Federal judges sit on the bench for life and can either uphold the law or rule like tyrants. This puts judicial appointments right near the top of the most important things a president can do.
The newest Supreme Court justice, Neil Gorsuch, has already shown what a difference a constitutionalist can make. But we need many more to counter the hundreds of Clinton, Obama and Jimmy Carter-appointed judges who issue zany rulings that override common sense and thwart democratically enacted popular will.
A case in point is U.S. District Judge Carlton Reeves, a 2010 Obama appointee. In March, he issued a temporary restraining order to keep Mississippi’s new, 15-week abortion ban from taking effect.

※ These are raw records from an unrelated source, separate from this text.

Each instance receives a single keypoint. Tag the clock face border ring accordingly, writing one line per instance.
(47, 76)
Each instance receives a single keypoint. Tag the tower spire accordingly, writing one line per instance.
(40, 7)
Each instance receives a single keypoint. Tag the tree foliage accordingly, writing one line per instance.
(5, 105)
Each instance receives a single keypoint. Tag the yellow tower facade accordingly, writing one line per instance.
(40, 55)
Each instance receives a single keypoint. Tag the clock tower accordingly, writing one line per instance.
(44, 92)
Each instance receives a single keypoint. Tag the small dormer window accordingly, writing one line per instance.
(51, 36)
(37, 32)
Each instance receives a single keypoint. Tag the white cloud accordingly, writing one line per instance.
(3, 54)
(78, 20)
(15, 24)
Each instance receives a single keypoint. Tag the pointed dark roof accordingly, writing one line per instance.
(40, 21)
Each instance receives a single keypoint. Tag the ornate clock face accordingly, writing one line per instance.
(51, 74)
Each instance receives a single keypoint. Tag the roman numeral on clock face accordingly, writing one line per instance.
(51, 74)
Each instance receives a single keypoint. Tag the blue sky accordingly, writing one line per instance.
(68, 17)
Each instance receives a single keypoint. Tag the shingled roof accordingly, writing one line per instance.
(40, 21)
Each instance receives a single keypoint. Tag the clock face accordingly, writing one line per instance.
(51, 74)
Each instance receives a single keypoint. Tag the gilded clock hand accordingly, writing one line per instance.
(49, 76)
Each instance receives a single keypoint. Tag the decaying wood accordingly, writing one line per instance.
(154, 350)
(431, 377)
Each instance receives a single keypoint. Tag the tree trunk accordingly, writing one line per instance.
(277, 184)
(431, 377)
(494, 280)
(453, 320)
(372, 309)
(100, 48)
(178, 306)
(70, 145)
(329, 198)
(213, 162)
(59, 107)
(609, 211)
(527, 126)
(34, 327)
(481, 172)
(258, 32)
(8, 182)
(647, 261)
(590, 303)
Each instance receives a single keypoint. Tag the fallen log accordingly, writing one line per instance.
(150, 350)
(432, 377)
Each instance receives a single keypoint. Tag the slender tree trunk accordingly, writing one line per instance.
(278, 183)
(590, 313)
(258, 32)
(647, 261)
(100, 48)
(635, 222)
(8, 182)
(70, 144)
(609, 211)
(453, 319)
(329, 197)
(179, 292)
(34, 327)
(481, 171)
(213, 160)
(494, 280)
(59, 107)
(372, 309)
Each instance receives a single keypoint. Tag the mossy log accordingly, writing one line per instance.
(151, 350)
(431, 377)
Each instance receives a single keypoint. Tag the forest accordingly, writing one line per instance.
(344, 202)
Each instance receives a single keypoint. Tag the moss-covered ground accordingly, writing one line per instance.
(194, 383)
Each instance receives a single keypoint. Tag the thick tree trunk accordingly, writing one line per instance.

Judge Reeves buys into the “viability” definition of human life beginning at 23 weeks. By contrast, science has confirmed that from the moment of conception, an entirely unique human being with DNA from mother and father is alive and growing exponentially.
By the eighth week, the baby has a beating heart, arms, legs, organs and human shape. The judge’s ruling implies that babies before the 23rd week are something other than human, and so, practically speaking, ending their lives is no more consequential than getting rid of a mole or skin tag.
“If there is no viability the state has no real interest in telling a woman what to do with her body,” the judge said, deploying the abortion industry’s arbitrary rationale.
In 2014, Judge Reeves struck down Mississippi’s marriage law, which voters had approved by 86 percent to 14 percent. Seeing nothing uniquely valuable in the male-female complementarity central to marriage, he likened resistance to racism.
This would be news to black and Hispanic Mississippians who voted overwhelmingly to define marriage as between one man and one woman and reject any comparison to morally neutral racial characteristics.
Throughout his two terms, Barack Obama made good on his goal to stack the federal judiciary with left-wing ideologues like Judge Reeves. His 333 appointees (George W. Bush had 330, Bill Clinton 379 and Ronald Reagan 384), which included two Supreme Court justices, have been hard at work to “fundamentally transform” America.
One of the most dramatic turns was on the 4th Circuit Court of Appeals, which hears cases from nine federal district courts in Maryland, Virginia, West Virginia, North Carolina and South Carolina and federal administrative agencies.
In 2007, Republican appointees held a 7-5 majority. After six Obama appointments plus retirements, Democratic appointees now dominate 9-7 and have made their presence felt.
For example, in April 2016, a three-judge Fourth Circuit panel with two Obama appointees ruled 2 to 1 against school officials in Gloucester County, Va. that a girl identifying as a boy could use boys’ restrooms and the locker room.